Landmark Books in All Fields
ItemID: #84629
Cost: $21,000.00

Contemporary description of the Battle of Bunker Hill

Broadside

“THEY FOUGHT FOR THEIR KING, THEIR LAWS AND CONSTITUTION”: SCARCE REVOLUTIONARY BROADSIDE DESCRIBING THE BATTLE OF BUNKER HILL FROM THE BRITISH PERSPECTIVE

REVOLUTION. [Contemporary broadside describing the Battle of Bunker Hill]. [Boston: John Howe, 1775]. One broadside leaf (6 by 12 inches), housed in a custom chemise and half morocco slipcase. $21,000.

Scarce and important original 1775 broadside offering a Loyalist account of the Battle of Bunker Hill, printed a week after the fighting.

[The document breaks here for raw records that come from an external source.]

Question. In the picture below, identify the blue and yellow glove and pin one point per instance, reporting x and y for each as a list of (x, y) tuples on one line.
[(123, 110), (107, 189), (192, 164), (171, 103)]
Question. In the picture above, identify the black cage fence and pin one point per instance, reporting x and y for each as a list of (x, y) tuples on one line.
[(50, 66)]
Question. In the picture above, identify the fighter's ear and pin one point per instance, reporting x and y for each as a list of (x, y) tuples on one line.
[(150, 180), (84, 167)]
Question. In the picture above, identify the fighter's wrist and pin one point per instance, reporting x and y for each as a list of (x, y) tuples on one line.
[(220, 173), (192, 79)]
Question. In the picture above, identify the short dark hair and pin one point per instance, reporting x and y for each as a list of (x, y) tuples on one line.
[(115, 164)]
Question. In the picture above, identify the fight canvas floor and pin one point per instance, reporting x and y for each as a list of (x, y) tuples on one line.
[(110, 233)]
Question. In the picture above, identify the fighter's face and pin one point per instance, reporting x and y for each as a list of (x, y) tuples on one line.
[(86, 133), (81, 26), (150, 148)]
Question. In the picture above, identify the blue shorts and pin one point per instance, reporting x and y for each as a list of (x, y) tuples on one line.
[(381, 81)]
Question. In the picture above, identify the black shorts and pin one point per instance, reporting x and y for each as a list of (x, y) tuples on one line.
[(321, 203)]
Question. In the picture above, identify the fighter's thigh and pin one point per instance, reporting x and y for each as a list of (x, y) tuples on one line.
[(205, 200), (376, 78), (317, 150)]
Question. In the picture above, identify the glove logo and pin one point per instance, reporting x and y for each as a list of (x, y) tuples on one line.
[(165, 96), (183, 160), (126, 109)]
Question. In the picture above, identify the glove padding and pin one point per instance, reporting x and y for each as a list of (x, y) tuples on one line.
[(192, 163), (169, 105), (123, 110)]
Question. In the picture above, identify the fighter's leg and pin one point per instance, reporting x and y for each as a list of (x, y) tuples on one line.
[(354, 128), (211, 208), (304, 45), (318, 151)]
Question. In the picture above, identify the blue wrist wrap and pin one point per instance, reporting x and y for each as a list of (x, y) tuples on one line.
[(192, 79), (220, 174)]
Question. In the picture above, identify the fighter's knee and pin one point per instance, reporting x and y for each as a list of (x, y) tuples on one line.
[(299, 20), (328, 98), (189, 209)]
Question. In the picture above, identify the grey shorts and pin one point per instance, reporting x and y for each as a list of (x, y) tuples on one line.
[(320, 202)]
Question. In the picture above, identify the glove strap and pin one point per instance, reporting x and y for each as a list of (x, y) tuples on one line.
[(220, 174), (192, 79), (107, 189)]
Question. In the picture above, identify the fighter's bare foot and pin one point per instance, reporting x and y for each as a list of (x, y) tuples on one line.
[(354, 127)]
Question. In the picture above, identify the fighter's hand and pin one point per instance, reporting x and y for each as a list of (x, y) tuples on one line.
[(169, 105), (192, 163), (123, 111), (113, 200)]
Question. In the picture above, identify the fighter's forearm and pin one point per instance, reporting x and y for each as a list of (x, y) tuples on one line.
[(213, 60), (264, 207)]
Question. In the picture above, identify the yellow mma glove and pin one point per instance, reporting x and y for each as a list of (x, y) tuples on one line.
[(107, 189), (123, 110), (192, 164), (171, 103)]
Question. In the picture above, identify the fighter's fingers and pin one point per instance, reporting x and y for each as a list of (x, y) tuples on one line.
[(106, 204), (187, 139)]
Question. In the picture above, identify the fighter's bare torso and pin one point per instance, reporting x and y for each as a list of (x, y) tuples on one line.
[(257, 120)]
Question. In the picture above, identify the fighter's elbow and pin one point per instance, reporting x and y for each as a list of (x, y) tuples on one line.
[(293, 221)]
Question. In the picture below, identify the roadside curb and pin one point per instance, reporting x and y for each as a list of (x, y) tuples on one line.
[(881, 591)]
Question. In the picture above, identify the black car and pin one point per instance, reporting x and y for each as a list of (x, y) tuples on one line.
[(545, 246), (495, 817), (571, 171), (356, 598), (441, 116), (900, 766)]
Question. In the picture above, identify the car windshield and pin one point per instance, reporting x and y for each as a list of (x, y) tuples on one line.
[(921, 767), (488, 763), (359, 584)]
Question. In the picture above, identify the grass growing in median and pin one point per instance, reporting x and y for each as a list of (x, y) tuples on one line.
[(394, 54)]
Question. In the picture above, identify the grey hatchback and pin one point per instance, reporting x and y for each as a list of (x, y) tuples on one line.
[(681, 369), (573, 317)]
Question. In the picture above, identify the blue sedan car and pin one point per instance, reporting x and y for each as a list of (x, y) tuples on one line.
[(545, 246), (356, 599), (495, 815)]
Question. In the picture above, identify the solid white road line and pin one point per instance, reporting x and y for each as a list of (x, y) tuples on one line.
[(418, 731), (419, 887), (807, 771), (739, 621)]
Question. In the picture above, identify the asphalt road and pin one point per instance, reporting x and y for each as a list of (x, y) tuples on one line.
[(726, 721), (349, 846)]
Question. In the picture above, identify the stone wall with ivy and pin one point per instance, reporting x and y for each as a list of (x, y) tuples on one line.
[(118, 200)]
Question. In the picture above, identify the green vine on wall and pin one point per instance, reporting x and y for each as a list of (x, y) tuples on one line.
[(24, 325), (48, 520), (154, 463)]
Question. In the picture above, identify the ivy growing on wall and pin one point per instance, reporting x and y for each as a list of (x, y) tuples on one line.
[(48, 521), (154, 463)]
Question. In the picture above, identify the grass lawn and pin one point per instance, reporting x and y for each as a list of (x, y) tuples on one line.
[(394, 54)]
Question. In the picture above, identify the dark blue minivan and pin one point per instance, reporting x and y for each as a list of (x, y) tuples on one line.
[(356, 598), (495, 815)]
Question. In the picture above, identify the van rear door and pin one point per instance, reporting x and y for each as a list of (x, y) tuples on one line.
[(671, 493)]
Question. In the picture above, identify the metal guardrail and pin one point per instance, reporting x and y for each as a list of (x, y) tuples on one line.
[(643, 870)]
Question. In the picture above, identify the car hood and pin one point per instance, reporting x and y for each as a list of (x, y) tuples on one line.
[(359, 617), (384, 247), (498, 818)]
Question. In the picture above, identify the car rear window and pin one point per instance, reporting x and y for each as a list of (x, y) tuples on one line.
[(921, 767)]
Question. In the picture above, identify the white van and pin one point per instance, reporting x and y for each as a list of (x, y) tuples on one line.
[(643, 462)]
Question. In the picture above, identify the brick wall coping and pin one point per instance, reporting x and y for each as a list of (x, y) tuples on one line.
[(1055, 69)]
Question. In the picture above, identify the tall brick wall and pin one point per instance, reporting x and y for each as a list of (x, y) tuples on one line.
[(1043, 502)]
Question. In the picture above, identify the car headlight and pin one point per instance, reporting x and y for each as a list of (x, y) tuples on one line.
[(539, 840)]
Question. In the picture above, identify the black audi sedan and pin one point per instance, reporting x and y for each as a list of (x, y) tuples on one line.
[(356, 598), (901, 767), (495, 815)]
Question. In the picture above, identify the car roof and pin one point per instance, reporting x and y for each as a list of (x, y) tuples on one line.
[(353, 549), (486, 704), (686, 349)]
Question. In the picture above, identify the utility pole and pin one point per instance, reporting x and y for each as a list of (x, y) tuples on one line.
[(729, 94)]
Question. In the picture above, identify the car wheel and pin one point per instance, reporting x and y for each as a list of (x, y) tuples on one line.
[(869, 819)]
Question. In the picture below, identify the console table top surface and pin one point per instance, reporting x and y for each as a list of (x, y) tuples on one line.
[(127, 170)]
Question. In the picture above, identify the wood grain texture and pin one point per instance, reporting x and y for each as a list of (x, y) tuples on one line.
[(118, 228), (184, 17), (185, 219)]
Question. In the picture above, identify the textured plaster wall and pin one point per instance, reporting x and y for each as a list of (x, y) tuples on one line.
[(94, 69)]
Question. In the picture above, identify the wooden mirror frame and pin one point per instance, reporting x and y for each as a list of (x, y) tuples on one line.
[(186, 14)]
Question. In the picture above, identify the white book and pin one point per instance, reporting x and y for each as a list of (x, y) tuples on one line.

The first major battle of the American Revolution, the Battle of Bunker Hill, saw the revolutionaries defeated; however, their "skill and tenacity reassured colonists everywhere that the Revolution would not be strangled in its cradle" (Oxford Companion to United States Military History). This contemporary broadside describes the conflict from a Loyalist perspective, praising the British victory. John Howe, the same Loyalist printer who published General Gage's account of the events of April 19, 1775, printed and circulated this document. While it accurately describes the action, the casualty count it contains has been heavily embroidered by the British for propaganda purposes, emphasizing their troops' fierce bravery and courage: "The Loss [the revolutionaries] sustained, must have been considerable, from the vast Numbers they were seen to carry off during the Action, exclusive of what they suffered from the shipping. About a Hundred were buried the Day after, and Thirty found wounded on the Field, some of which are since Dead. About 170 of the King's Troops were killed, and since dead of their Wounds; and a great many were wounded." According to Boatner, American strength was about 3000 with an estimated 140 dead and 601 wounded. British strength was about 2500, and the King's troops lost about 45% of their number. Of the British officer casualties in the 20 battles fought during the Revolution, one-eighth were killed and one-sixth wounded at Bunker Hill. The broadside concludes: "This Action has shown the bravery of the King's Troops, who under every Disadvantage, gained a compleat Victory over Three Times their Number, strongly posted, and covered by Breastworks. But they fought for their King, their Laws and Constitution." Streeter 760. Evans 13842. Ford 1801.

A fine broadside, rare and desirable.